Guidance

No automatic contract extensions

Contractual exit plans must be developed as an alternative to extension or evidence provided for why an extension is both legally allowed and value for money

To meet this commitment as part of Digital and Data function’s strategic commitments your plans must show how you will consider your future options in enough time to avoid having no choice but to extend.

In the majority of cases this will mean that the need and requirements for contracts are reevaluated before the end of their term, so that the competition can be reopened if necessary. 

This means that you must prepare exit plans for contracts with enough time for exit and transition. Your exit strategy is a document which specifies how your organisation plans to exit a current service provider’s contractual provision at the end of their contractual term.
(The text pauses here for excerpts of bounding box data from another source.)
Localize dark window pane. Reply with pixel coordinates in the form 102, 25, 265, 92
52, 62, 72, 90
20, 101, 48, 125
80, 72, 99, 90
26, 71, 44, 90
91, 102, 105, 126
If you do not have an exit strategy, you must provide evidence for why an extension is legally allowed and value for money. Where contract extensions do take place, these must be fully compliant with public procurement regulations. Your project team may be asked to provide legal advice to demonstrate this.

In some cases an organisation may be able to demonstrate that extending a contract maximises benefits. If you do plan to extend the contract, you should conduct an analysis of options to demonstrate the value of the extension and should include in the analysis the opportunity cost of not developing in-house capabilities. 

An argument for extension based on having insufficient time to consider alternatives is not sufficient grounds for approval.

If you’re going through the spend control process you must explain how you’re meeting this commitment if your spend request has been rated high on the risk and importance framework or has an assurance rating of control. 

Answering ‘no’ will not lead to an automatic rejection and you will need to explain why your spend cannot align to the commitment.